Afghanistan. Talebani rapiscono due attiviste e rivendicano il diritto di “arrestare i dissidenti”

AgenPress – Giovedì i talebani hanno fatto irruzione in una residenza a Kabul, sfondando la porta e arrestando una donna attivista per i diritti umani e le sue tre sorelle.

Secondo The Guardian, uomini armati che si presume provengano dal dipartimento dell’intelligence talebana hanno rapito Tamana Zaryabi Paryani e Parawana Ibrahimkhel, che avevano preso parte a numerose proteste a Kabul negli ultimi mesi.

Tamana Zaryabi Paryani, un’attivista, è stata una delle circa 25 donne che domenica hanno preso parte a una protesta anti-talebana contro l’uso del velo islamico, o hijab, da parte delle donne. Poco prima del rapimento di Paryani e delle sue tre sorelle, un video di Paryani è stato condiviso sui social media, mostrandola terrorizzata e senza fiato mentre gridava aiuto, affermando che i talebani stavano bussando alla sua porta, secondo l’agenzia di stampa.

Secondo l’agenzia di stampa AP, nel video si può sentire dire: “Aiuto, per favore, i talebani sono venuti a casa nostra. . . solo le mie sorelle sono a casa”. Si sentono altre voci femminili che gridano in sottofondo: “Non posso aprire la porta. Per favore . . . aiuto!”

Il testimone del quartiere ha detto  che circa 10 uomini armati che affermano di appartenere al dipartimento dei servizi segreti talebani hanno effettuato il raid mercoledì notte. In una dichiarazione, i talebani sembravano incolpare dell’incidente una recente protesta delle donne, sostenendo che non sarebbe più tollerato indebolire i valori afgani.

La porta d’ingresso dell’appartamento, che era composta da metallo e dipinta di marrone rossastro, era danneggiata e leggermente socchiusa.

“Siamo profondamente preoccupati per il luogo in cui si trovano i due manifestanti che sono stati arrestati mercoledì notte. Stanno arrivando da quattro giorni ormai che sono scomparsi e non ci sono informazioni. I talebani hanno negato di aver rapito queste donne, ma non hanno nemmeno indicato di essere a conoscenza… della loro ubicazione o di qualsiasi piano per cercare di localizzarle”, ha affermato Heather Barr, direttrice associata per i diritti delle donne di Human Rights Watch.

“Chiediamo alle Nazioni Unite di ascoltare la voce delle donne afgane, in particolare la voce delle donne manifestanti, perché protestare è un diritto di ogni cittadino. I manifestanti non devono essere repressi”, ha affermato Waheeda Amiri, attivista per i diritti delle donne.

Alcuni difensori dei diritti delle donne hanno organizzato in precedenza raduni nella capitale Kabul e nella provincia centrale di Bamiyan, dove hanno chiesto il rilascio di Paryani e Ibrahimkhel.

“Non siamo a conoscenza dell’ubicazione delle donne che sono state detenute nonostante siano trascorsi cinque giorni. Perché tutti tacciono… almeno informaci sulle loro condizioni di salute”, ha detto un partecipante.

Tuttavia, l’Emirato islamico ha smentito i presunti arresti di questi due attivisti, dicendo di aver avviato un’indagine sul caso.  
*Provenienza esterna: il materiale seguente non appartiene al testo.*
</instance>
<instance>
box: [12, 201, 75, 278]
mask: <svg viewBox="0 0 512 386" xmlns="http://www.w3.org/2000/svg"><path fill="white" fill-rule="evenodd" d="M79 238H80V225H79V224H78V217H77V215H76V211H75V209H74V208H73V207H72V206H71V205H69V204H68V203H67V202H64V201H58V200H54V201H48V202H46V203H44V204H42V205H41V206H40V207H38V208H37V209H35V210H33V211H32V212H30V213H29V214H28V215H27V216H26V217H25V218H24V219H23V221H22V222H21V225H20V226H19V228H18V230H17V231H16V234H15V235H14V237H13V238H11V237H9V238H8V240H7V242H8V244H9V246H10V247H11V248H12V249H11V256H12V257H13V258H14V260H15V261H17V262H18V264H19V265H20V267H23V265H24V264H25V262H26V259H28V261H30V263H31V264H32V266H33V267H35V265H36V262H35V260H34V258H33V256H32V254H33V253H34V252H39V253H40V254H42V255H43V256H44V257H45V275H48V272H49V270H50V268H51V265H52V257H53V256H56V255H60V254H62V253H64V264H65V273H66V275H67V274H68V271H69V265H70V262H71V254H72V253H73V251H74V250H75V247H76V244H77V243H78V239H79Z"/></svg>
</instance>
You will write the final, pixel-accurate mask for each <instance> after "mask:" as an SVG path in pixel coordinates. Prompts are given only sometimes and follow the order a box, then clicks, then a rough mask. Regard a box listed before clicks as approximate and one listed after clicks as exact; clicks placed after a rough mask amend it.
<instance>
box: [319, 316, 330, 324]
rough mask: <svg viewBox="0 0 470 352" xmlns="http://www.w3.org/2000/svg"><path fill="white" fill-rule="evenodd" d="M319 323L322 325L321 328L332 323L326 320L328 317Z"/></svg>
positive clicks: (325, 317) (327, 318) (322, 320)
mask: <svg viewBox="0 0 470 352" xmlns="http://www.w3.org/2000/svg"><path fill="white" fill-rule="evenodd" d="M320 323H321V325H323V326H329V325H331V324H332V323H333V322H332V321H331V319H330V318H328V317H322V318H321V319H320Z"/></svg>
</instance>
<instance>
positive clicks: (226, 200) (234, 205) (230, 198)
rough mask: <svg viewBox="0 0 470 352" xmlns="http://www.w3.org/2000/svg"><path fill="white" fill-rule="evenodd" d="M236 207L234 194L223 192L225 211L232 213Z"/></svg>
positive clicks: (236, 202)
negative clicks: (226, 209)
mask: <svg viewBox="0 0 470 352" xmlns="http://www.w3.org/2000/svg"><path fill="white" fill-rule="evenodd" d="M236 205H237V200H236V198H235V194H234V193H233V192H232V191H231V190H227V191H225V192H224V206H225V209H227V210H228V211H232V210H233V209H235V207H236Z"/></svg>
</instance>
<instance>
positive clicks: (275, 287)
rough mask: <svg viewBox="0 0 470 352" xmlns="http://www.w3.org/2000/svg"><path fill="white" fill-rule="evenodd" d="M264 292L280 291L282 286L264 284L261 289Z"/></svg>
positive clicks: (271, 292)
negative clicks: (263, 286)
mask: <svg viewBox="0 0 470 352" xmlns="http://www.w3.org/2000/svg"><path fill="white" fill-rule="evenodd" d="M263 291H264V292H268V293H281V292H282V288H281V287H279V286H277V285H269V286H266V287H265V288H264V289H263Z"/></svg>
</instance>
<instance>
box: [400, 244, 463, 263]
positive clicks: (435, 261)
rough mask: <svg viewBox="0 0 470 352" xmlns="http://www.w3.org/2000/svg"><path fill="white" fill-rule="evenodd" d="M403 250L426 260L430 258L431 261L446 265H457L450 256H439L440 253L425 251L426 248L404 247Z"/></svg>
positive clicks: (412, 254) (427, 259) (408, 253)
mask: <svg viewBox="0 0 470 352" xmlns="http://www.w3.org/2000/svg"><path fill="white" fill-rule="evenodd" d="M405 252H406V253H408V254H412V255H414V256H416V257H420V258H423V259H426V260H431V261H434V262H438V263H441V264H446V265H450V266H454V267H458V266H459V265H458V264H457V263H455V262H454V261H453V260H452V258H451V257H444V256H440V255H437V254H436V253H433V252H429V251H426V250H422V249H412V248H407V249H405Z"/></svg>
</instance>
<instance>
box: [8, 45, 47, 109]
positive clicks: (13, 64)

“Le indagini sono in corso per scoprire la verità, ma non abbiamo trovato alcun indizio al riguardo. Gli sforzi sono in corso”, ha detto Bilal Karimi, vice portavoce dell’Emirato islamico.

La scomparsa di Paryani e Ibrahimkhel ha suscitato una reazione diffusa tra gli utenti dei social media in Afghanistan.  

Alcune figure di spicco afghane hanno condannato la repressione delle residenze delle attiviste per i diritti delle donne, affermando che tali azioni non sono conformi ai valori umani.

I talebani hanno affermato di avere il diritto di reprimere il dissenso e di incarcerare i manifestanti tra le preoccupazioni internazionali sull’ubicazione di due attiviste che sarebbero state detenute all’inizio di questa settimana a Kabul.

Pur negando che fossero trattenute donne, il 22 gennaio il portavoce talebano Zabihullah Mujahid ha detto all’AFP che il gruppo estremista al potere in Afghanistan aveva il diritto “di arrestare e detenere i dissidenti o coloro che violano la legge”.

I talebani hanno implementato una serie di restrizioni da quando hanno preso il controllo a metà agosto, molte delle quali sono dirette alle donne. Sono stati esclusi da numerosi impieghi al di fuori della salute e dell’istruzione, le loro opportunità educative sono state limitate dopo la prima media e sono stati costretti a indossare l’hijab. I talebani, d’altra parte, si sono astenuti dal rendere obbligatorio il burqa, come era quando governavano l’Afghanistan negli anni ’90.